Et c’est cette union intime des deux opérations divine et humaine que Denys a voulu mettre en relief par l’expression καινή τις ϑεανδρικὴ ἐνέργεια de sa quatrième lettre à Caïus. Cette expression marque l’unité de la personne en qui les deux genres d’opérations viennent converger, et comment ces opérations se compénètrent en quelque sorte. La περιχώρησις qui enchaînait l’une à l’autre les natures, liait aussi l’une à l’autre leurs activités : Ἢ ἀνϑρωπίνη αὐτοῦ (Χριστοῦ) ἐνέργεια ϑεία ἦν ἤγουν τεϑεωμένη, καὶ οὐκ ἄμοιρος τῆς ϑείας αὐτοῦ ἐνεργείας, καὶ ἣ ϑεία αὐτοῦ ἐνέργεια οὖκ ἄμοιρος τὴς ἀνϑρωπίνης αὐτοῦ ἐνεργείας, ἀλλ᾽ ἑκατέρα σὺν τῇ ἑτέρᾳ ϑεωρουμένη.
Si le Damascène a longuement développé sa christologie, il n’a pas consacré à la sotériologie même un chapitre spécial de son grand ouvrage. On en peut cependant recueillir les traits épars, qui n’offrent rien d’original. Dans l’œuvre de notre salut, observe-t-il, tous les attributs de Dieu sont manifestés, sa bonté, sa justice, sa sagesse et à cette œuvre tous les mystères de Jésus-Christ concourent ; toutefois c’est la croix seule en définitive qui nous sauve. Le péché en effet nous avait réduits à l’esclavage ; il nous avait rendus passibles d’un châtiment, soumis à la malédiction. Jésus-Christ se substitue à notre place ; il accepte pour nous la malédiction. Il paie à Dieu notre rançon ; car ce n’est pas au démon qu’il a donné son sang, c’est à son Père. Il s’offre à lui en sacrifice, apaise sa colère dans son sang et devient propitiation (ἱλαστήριον) pour nos péchés.

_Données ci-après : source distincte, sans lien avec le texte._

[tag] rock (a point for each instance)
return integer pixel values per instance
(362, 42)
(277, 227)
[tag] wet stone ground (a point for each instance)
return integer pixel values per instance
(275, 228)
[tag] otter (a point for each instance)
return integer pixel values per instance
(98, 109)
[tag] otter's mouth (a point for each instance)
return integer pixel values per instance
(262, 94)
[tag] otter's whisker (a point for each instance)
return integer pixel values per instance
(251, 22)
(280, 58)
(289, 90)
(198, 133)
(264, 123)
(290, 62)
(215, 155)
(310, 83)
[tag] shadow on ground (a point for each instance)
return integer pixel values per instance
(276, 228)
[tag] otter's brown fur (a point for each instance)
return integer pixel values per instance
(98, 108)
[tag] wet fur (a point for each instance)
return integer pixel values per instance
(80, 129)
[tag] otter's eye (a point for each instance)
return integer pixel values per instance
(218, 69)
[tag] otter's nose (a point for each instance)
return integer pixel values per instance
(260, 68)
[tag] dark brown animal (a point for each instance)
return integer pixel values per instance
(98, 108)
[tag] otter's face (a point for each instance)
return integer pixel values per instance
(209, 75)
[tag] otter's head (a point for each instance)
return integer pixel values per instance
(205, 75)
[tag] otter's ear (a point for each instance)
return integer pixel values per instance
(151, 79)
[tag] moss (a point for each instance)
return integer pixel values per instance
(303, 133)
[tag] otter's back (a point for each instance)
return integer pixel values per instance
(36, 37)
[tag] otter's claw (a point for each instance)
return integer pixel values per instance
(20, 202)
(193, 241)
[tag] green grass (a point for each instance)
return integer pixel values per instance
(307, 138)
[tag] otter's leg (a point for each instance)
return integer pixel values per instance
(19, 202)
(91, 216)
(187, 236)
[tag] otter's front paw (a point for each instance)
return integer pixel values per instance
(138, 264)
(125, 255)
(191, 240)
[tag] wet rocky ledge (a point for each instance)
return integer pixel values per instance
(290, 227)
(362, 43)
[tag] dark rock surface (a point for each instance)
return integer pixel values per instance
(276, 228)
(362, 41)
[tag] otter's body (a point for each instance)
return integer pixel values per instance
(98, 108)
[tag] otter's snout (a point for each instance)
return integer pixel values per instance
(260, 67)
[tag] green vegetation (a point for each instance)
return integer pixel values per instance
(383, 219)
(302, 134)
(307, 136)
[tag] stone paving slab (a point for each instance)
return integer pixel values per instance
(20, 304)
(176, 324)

Le résultat est que nous sommes rendus à la liberté, affranchis de la malédiction, et unis à Jésus-Christ, le tout par sa mort.
On a remarqué tout à l’heure que saint Jean, comme saint Grégoire de Nazianze, condamne la théorie juridique des droits du démon, admise par Origène et saint Grégoire de Nysse. De ce dernier cependant il a retenu la théorie de l’abus du pouvoir, et l’image de la mort et du démon trompés par Dieu. Car le démon et la mort, en voulant s’emparer de l’humanité de Jésus- Christ, se sont pris à l’hameçon de sa divinité, et la mort, frappée elle-même à mort par la chair vivifiante qu’elle a prétendu engloutir, a dû vomir ceux qu’elle avait déjà dévorés.